Jake’s scribe was an old Jew who kept a little stand on Pitt Street, which is one of the thoroughfares and market places of the Galician quarter of the Ghetto, and where Jake was unlikely to come upon any people of his acquaintance. The old man scraped together his livelihood by selling Yiddish newspapers and cigarettes, and writing letters for a charge varying, according to the length of the epistle, from five to ten cents. Each time Jake received a letter he would take it to the Galician, who would first read it to him (for an extra remuneration of one cent) and then proceed to pen five cents’ worth of rhetoric, which might have been printed and forwarded one copy at a time for all the additions or alterations Jake ever caused to be made in it.

“What else shall I write?” the old man would ask his patron, after having written and read aloud the first dozen lines, which Jake had come to know by heart.

“How do I know?” Jake would respond. “It is you who can write; so you ought to understand what else to write.”

And the scribe would go on to write what he had written on almost every previous occasion. Jake would keep the letter in his pocket until he had spare United States money enough to convert into ten rubles, and then he would betake himself to the draft office and have the amount, together with the well-crumpled epistle, forwarded to Povodye.

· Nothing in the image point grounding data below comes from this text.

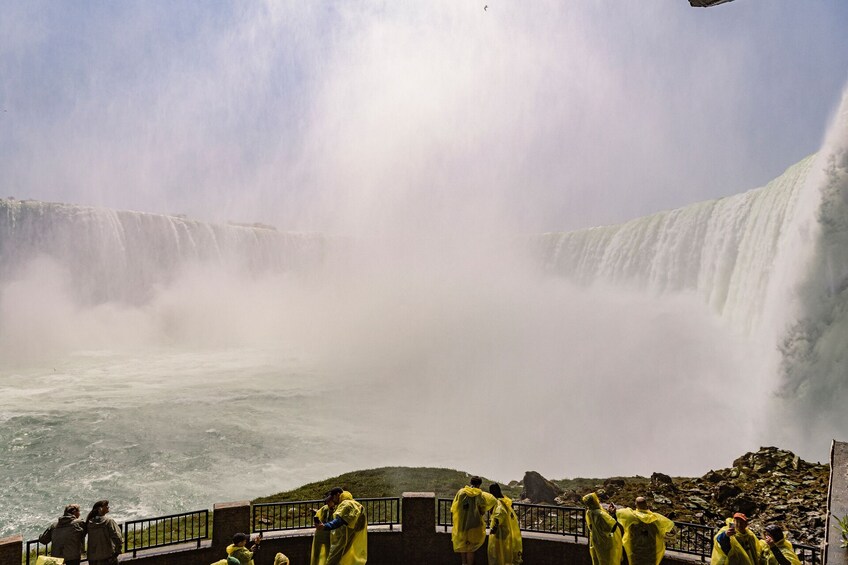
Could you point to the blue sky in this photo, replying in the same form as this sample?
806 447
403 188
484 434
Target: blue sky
419 116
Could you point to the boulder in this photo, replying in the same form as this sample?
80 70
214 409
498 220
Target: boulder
539 489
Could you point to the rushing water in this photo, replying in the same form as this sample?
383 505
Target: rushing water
168 364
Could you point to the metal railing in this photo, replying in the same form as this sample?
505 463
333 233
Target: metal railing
162 531
563 520
808 554
443 516
694 539
382 511
278 516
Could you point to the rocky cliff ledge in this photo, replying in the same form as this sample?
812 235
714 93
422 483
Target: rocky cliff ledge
771 485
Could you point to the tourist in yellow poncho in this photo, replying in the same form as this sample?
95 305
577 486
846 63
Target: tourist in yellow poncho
644 533
735 544
604 533
468 513
238 549
348 530
505 545
321 541
775 549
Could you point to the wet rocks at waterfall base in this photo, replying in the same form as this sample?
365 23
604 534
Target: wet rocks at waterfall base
769 485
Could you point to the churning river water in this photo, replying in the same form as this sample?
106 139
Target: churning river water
164 431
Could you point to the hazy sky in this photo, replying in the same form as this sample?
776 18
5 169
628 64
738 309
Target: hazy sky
428 115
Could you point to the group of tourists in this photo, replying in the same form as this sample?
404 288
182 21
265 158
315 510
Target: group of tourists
68 535
468 513
341 534
641 534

And so it went month in and month out.

The first letter which reached Jake after the scene at Joe Peltner’s dancing academy came so unusually close upon its predecessor that he received it from his landlady’s hand with a throb of misgiving. He had always laboured under the presentiment that some unknown enemies—for he had none that he could name—would some day discover his wife’s address and anonymously represent him to her as contemplating another marriage, in order to bring Gitl down upon him unawares. His first thought accordingly was that this letter was the outcome of such a conspiracy. “Or maybe there is some death in the family?” he next reflected, half with terror and half with a feeling almost amounting to reassurance.

When the cigarette vender unfolded the letter he found it to be of such unusual length that he stipulated an additional cent for the reading of it.

Alla right, hurry up now!” Jake said, grinding his teeth on a mumbled English oath.